I've posted on here a little bit about my recovery, and pretty much all of my symptoms are gone. The only thing I really have left is minor brain fog. It's really annoying because I can do work, write papers, and everything like that... but I feel just slightly off. I am looking for comments from people who have fully recovered (or recovered from the brain fog symptom). Is this the last symptom to go away? How long did it take to go away after all the other symptoms had disappeared?

Look forward to hearing people's responses! I feel I'm super close to 100% better, and I am really looking forward to that day!


----------



## Tommygunz

i wish i knew what to tell ya, i have been in that boat for a few months now. i have no symptoms of DP/DR/anxiety, but i still battle with mild brain fog. i have come to refer to it as the hangover from DP. i am not sure yet how to alleviate it. i believe it might just have to get better with time. i know some people recover without it, and some go through this patch of being recovered from DP/DR, but not quite back to normal.


----------



## Guest

Guest013 said:


> Hey everyone,
> 
> I've posted on here a little bit about my recovery, and pretty much all of my symptoms are gone. The only thing I really have left is minor brain fog. It's really annoying because I can do work, write papers, and everything like that... but I feel just slightly off. I am looking for comments from people who have fully recovered (or recovered from the brain fog symptom). Is this the last symptom to go away? How long did it take to go away after all the other symptoms had disappeared?
> 
> Look forward to hearing people's responses! I feel I'm super close to 100% better, and I am really looking forward to that day!

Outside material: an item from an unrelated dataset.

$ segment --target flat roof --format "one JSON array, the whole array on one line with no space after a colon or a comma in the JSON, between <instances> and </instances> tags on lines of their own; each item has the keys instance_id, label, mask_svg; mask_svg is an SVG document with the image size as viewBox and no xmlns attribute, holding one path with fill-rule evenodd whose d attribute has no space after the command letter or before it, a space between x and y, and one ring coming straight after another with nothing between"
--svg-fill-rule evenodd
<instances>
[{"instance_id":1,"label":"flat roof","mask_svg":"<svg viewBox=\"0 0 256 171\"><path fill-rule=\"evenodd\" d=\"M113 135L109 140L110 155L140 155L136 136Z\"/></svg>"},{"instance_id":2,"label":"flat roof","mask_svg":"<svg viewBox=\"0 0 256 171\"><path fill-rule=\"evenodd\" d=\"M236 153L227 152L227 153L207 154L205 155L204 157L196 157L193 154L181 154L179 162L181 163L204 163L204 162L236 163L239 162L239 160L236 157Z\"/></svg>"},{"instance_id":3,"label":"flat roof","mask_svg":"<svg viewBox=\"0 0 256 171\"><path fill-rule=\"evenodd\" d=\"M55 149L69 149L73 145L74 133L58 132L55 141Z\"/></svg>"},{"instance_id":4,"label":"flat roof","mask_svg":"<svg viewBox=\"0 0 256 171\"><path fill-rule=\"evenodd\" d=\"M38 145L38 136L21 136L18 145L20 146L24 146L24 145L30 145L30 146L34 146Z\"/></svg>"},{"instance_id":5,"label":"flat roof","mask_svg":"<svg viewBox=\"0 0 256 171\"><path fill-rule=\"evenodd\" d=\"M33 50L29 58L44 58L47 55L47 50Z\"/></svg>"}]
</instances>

I experienced this during my first episodes of dp and recovery. I got to a point where I was almost better except something just felt "off". I couldn't pin point what it was but I just didn't feel normal yet. I just woke up one day and it was gone and I was recovered 100%. Granted this entire episode of dp lasted a week and a half BUT it was the same experience, just on a shorter scale. I think for you, one day you will wake up and it will just be gone too.


----------



## sonnl

Tommygunz said:


> i wish i knew what to tell ya, i have been in that boat for a few months now. i have no symptoms of DP/DR/anxiety, but i still battle with mild brain fog. i have come to refer to it as the hangover from DP. i am not sure yet how to alleviate it. i believe it might just have to get better with time. i know some people recover without it, and some go through this patch of being recovered from DP/DR, but not quite back to normal.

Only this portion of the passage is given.